Cumartesi günü Seherlerle görüşmeye niyetlendik, Seher’i aradım, Nero Cafe’delermiş. Biz de gitmek için hazırlandık. Tabii biz çıkana kadar saat üçbuçuk, oraya gidene kadar da dörtbuçuk oldu, belki daha da geç bir saatti. Biz gidene kadar onların evlerine gitmediğine şükrettim:)
Hava soğumuştu, Bulut tüm pamukluğuyla orada koşturuyordu, çok sevdim. Benim anormal sevme cümlelerime yandan yandan gülerek cevap verdi:) Bir ara yakalayıp pamuk yanaklarını öptüm.
Açık alanda olunca çocuklar birbirlerinden çok etrafla ilgileniyor. Pek bir araya gelemiyorlar dolayısıyla.
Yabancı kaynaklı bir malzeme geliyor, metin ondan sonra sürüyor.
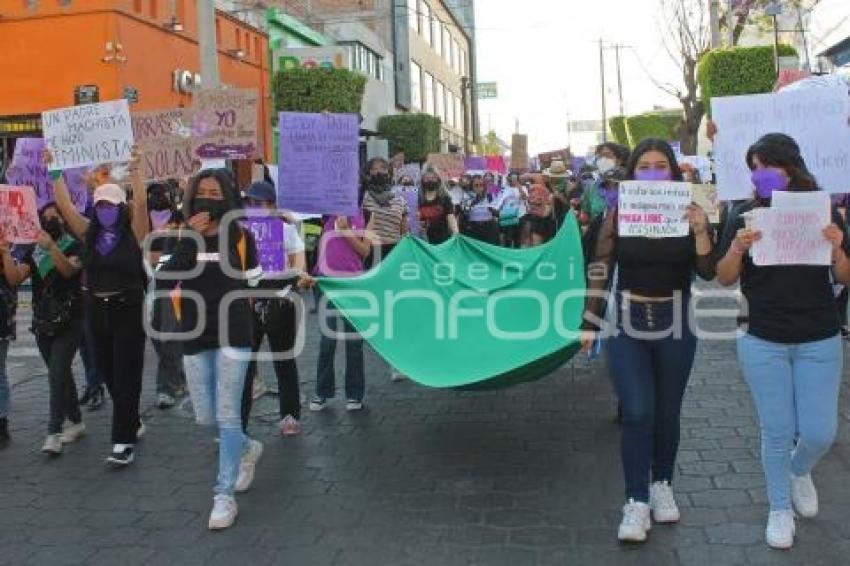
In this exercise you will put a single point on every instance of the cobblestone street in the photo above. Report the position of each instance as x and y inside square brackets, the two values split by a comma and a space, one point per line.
[523, 476]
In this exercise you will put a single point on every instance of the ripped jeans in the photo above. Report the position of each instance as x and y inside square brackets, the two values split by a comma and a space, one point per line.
[215, 382]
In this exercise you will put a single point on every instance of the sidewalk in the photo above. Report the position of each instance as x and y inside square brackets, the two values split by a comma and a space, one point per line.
[522, 476]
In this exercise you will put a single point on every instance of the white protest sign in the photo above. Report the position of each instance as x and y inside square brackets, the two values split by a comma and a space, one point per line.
[816, 118]
[89, 134]
[791, 237]
[654, 209]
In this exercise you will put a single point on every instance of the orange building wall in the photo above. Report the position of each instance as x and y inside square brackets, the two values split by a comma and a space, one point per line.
[53, 50]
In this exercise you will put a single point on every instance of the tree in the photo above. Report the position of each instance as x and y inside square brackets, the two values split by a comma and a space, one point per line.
[686, 33]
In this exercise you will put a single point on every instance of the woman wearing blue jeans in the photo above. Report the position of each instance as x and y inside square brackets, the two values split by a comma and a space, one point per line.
[652, 350]
[789, 344]
[213, 267]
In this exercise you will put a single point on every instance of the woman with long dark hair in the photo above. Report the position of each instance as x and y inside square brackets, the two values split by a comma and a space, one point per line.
[215, 264]
[652, 351]
[789, 342]
[114, 282]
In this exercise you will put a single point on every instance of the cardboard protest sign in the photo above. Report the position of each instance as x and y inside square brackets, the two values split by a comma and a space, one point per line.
[269, 237]
[705, 196]
[164, 138]
[654, 209]
[18, 215]
[90, 134]
[450, 165]
[815, 117]
[28, 170]
[791, 237]
[224, 124]
[318, 166]
[519, 152]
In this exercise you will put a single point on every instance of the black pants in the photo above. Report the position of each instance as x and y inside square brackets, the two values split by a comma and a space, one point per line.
[58, 354]
[275, 319]
[120, 353]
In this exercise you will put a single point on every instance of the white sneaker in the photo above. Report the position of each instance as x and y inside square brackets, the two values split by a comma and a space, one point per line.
[72, 432]
[780, 529]
[804, 496]
[223, 513]
[662, 503]
[52, 445]
[248, 465]
[635, 523]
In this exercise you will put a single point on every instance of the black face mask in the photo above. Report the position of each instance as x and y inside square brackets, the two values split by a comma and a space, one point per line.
[379, 181]
[54, 228]
[216, 208]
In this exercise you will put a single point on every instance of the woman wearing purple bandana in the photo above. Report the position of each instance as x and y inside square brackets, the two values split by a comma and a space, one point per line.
[114, 282]
[651, 353]
[789, 342]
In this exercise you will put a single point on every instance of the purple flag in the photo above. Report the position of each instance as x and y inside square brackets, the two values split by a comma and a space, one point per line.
[268, 235]
[318, 166]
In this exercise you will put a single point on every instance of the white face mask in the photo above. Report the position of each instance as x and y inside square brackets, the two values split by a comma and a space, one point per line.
[605, 164]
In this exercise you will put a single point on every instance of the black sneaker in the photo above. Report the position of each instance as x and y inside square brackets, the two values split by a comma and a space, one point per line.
[122, 455]
[97, 398]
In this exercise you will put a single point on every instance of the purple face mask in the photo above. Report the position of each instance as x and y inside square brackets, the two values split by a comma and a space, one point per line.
[768, 180]
[653, 175]
[107, 215]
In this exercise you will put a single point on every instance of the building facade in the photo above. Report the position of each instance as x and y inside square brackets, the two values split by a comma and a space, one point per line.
[75, 51]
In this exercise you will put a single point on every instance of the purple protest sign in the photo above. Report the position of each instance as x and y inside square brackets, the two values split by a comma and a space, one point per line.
[268, 235]
[476, 163]
[28, 170]
[318, 166]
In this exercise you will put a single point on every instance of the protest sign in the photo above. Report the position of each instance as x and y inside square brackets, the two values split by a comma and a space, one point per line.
[519, 152]
[164, 139]
[412, 170]
[18, 215]
[815, 117]
[654, 209]
[224, 124]
[450, 165]
[791, 237]
[705, 196]
[90, 134]
[268, 236]
[318, 166]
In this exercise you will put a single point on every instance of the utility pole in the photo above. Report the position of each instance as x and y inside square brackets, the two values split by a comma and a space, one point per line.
[207, 45]
[602, 82]
[714, 16]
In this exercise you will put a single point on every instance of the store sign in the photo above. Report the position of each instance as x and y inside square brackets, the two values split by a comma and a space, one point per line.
[313, 58]
[185, 82]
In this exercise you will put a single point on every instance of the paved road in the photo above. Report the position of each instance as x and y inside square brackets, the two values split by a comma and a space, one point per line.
[528, 475]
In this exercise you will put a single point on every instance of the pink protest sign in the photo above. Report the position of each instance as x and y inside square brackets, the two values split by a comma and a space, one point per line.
[791, 237]
[18, 215]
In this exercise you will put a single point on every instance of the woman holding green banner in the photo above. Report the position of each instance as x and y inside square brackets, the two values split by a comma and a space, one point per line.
[54, 265]
[651, 352]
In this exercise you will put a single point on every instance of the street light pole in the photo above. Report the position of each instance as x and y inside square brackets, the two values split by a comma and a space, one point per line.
[207, 45]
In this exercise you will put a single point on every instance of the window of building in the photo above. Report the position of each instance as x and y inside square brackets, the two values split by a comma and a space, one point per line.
[428, 90]
[415, 85]
[413, 15]
[425, 21]
[440, 101]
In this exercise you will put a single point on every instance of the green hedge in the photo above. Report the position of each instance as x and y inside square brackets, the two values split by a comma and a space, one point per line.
[415, 135]
[738, 70]
[318, 90]
[617, 126]
[663, 125]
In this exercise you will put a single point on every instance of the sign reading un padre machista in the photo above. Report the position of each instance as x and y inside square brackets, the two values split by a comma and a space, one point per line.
[88, 134]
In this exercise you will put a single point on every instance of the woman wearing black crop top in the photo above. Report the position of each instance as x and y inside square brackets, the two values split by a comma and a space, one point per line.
[651, 352]
[114, 281]
[215, 264]
[789, 344]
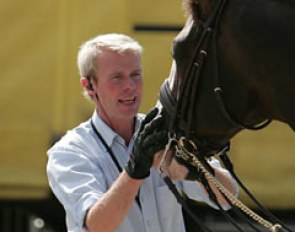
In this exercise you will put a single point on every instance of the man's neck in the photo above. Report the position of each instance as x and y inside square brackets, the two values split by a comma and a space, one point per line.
[123, 127]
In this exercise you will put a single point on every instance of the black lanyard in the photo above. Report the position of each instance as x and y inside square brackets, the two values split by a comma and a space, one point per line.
[112, 155]
[107, 147]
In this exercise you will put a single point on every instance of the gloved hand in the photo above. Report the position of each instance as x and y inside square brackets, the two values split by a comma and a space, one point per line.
[151, 138]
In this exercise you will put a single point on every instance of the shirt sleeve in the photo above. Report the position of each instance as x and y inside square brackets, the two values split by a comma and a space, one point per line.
[75, 178]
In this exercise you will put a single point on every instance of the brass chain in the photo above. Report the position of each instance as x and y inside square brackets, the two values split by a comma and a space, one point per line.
[183, 153]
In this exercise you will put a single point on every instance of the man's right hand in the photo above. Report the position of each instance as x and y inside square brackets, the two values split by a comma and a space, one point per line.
[152, 137]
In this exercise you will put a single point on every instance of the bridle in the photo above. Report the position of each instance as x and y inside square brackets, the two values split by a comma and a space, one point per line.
[181, 109]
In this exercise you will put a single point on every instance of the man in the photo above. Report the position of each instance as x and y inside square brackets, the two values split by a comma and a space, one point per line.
[90, 170]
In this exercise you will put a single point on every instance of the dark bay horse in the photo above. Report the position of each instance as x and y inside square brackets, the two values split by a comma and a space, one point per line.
[233, 69]
[246, 67]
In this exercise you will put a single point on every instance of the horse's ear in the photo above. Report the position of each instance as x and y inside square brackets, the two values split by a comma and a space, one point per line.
[200, 9]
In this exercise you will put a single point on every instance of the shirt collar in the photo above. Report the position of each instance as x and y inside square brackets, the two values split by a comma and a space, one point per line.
[106, 132]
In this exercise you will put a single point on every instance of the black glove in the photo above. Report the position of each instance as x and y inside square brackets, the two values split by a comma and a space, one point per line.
[151, 138]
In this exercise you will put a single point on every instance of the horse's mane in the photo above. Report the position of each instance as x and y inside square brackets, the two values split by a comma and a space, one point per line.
[198, 9]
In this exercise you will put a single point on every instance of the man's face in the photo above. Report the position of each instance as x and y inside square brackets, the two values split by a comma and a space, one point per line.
[119, 85]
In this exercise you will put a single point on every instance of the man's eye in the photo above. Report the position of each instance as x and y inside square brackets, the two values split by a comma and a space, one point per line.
[136, 75]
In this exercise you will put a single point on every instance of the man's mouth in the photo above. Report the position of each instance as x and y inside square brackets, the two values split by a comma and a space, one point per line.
[128, 100]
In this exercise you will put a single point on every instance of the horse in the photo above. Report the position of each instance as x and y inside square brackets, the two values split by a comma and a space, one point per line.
[233, 69]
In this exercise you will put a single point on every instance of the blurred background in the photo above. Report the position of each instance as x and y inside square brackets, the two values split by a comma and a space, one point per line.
[40, 98]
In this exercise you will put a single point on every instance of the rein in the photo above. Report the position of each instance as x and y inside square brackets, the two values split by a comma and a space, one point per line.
[181, 109]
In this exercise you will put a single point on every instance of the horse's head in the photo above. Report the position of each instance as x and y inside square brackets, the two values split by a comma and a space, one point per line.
[214, 89]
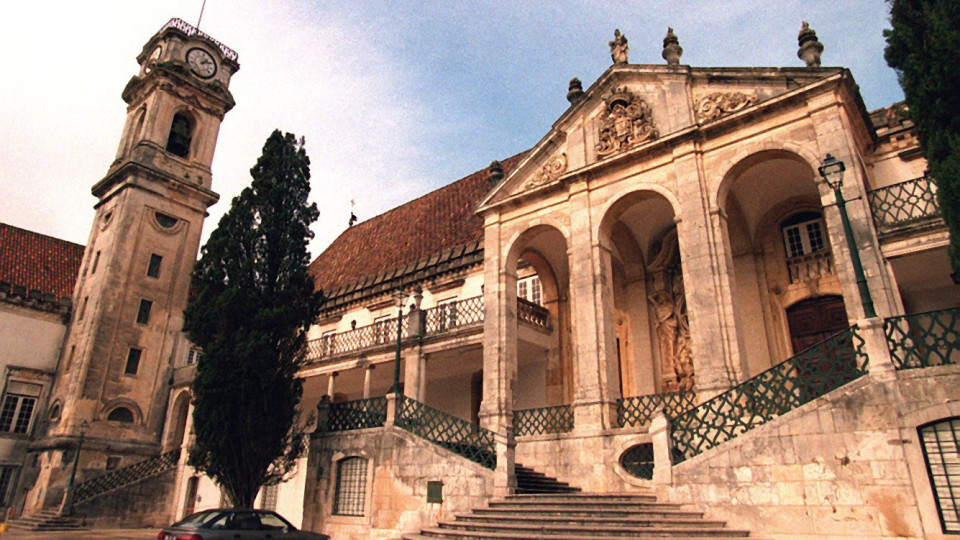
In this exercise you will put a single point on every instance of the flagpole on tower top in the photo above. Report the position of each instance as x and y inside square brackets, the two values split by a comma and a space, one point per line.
[201, 13]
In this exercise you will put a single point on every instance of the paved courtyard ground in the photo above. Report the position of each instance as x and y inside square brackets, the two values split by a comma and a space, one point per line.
[99, 534]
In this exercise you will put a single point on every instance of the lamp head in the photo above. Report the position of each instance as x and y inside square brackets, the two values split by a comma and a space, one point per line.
[832, 171]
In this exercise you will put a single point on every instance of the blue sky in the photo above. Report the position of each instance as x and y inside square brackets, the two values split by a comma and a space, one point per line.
[395, 98]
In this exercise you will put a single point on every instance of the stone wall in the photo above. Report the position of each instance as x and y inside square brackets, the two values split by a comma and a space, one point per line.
[143, 504]
[846, 465]
[399, 465]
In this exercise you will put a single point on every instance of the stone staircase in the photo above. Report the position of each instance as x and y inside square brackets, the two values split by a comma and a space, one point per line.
[570, 516]
[531, 482]
[47, 520]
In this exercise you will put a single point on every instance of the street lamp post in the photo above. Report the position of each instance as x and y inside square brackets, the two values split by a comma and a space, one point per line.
[832, 173]
[67, 507]
[399, 296]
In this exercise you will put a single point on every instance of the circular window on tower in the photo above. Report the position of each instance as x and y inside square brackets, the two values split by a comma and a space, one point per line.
[638, 460]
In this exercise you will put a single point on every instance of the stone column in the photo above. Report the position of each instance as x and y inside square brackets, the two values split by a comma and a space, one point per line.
[499, 354]
[367, 374]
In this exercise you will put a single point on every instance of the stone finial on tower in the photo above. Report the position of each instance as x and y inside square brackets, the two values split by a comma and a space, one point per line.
[619, 49]
[575, 91]
[495, 172]
[672, 51]
[810, 49]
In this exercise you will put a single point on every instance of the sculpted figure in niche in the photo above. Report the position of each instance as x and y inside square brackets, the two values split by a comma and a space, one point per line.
[619, 50]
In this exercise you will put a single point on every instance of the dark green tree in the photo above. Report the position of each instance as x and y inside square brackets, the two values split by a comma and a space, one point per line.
[923, 46]
[253, 301]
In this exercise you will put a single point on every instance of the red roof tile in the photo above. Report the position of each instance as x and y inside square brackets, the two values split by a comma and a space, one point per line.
[439, 220]
[36, 261]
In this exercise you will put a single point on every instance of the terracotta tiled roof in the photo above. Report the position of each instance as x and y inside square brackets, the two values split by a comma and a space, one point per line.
[438, 221]
[38, 262]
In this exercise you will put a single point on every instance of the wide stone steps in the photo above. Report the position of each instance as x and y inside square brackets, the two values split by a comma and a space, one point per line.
[47, 520]
[578, 516]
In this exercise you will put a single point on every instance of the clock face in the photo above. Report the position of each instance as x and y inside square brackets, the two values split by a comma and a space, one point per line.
[201, 63]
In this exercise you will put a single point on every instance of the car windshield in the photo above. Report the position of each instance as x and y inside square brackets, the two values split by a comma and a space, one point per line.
[196, 520]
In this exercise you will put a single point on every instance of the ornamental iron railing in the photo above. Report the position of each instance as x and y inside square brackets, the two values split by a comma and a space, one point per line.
[639, 410]
[358, 414]
[125, 476]
[538, 421]
[532, 313]
[905, 203]
[924, 339]
[191, 30]
[451, 315]
[811, 265]
[458, 436]
[800, 379]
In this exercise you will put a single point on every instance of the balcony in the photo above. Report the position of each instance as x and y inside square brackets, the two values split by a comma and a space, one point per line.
[439, 320]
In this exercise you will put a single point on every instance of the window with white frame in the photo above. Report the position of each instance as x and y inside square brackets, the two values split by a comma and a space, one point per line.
[19, 403]
[447, 313]
[804, 234]
[351, 490]
[530, 289]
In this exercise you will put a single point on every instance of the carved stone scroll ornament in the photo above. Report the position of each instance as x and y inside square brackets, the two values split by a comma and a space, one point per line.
[626, 121]
[549, 172]
[718, 104]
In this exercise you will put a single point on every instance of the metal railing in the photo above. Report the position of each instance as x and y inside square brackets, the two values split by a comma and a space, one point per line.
[905, 203]
[924, 339]
[358, 414]
[453, 315]
[538, 421]
[534, 314]
[812, 265]
[639, 410]
[456, 435]
[125, 476]
[819, 369]
[191, 30]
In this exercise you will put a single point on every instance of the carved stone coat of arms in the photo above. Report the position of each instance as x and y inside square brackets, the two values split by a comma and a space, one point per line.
[626, 121]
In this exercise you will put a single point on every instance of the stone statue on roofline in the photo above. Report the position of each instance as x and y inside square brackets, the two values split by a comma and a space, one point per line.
[619, 50]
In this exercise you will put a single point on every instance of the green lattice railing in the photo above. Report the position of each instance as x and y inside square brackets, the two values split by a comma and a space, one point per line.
[639, 410]
[125, 476]
[905, 203]
[459, 436]
[822, 368]
[359, 414]
[542, 420]
[924, 339]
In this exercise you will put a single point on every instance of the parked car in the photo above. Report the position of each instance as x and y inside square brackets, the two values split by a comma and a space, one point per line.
[226, 523]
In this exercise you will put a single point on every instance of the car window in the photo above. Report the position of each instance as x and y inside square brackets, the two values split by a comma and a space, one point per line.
[273, 522]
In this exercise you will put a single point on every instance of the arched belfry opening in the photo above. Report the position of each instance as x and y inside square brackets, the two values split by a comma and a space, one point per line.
[647, 306]
[181, 134]
[780, 258]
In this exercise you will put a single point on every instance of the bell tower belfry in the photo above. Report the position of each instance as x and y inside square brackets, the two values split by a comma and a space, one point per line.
[112, 383]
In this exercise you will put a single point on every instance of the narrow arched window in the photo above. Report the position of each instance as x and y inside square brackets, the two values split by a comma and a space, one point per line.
[121, 414]
[181, 132]
[351, 495]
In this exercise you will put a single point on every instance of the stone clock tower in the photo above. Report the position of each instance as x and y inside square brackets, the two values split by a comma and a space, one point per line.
[125, 334]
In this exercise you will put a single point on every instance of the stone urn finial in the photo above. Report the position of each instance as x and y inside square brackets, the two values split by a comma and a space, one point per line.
[672, 51]
[575, 91]
[495, 172]
[619, 49]
[810, 48]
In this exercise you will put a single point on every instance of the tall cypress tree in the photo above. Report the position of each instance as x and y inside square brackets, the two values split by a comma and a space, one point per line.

Bir ara Bulut elindeki oyuncağını getirip Duru’ya verdi. Duru, otu çimeni görünce koşturmaya başladı oralarda. Ben de onun peşinde… Seherle görüşemedik bile, o da Bulut’un peşinde koşturuyordu, zaten Bulut hem sıkılmış hem de uykusu gelmişti.
Bir ara nasıl olduysa Duru ve Bulut yan yana geldiler, benim kız Bulut’u çok beğenmiş olacak ki dudaklarına minicik bir buse konduruverdi:) Bulanık da olsa bir fotoğraf var elimde.
Bulutçuk çok huysuzlandığından eve gitme vakti gelmişti. Kısa ve öz bir görüşmeydi ama o bile iyi geldi. Havalar biraz ısınınca görüşmeyi tekrar etmeye karar verdik.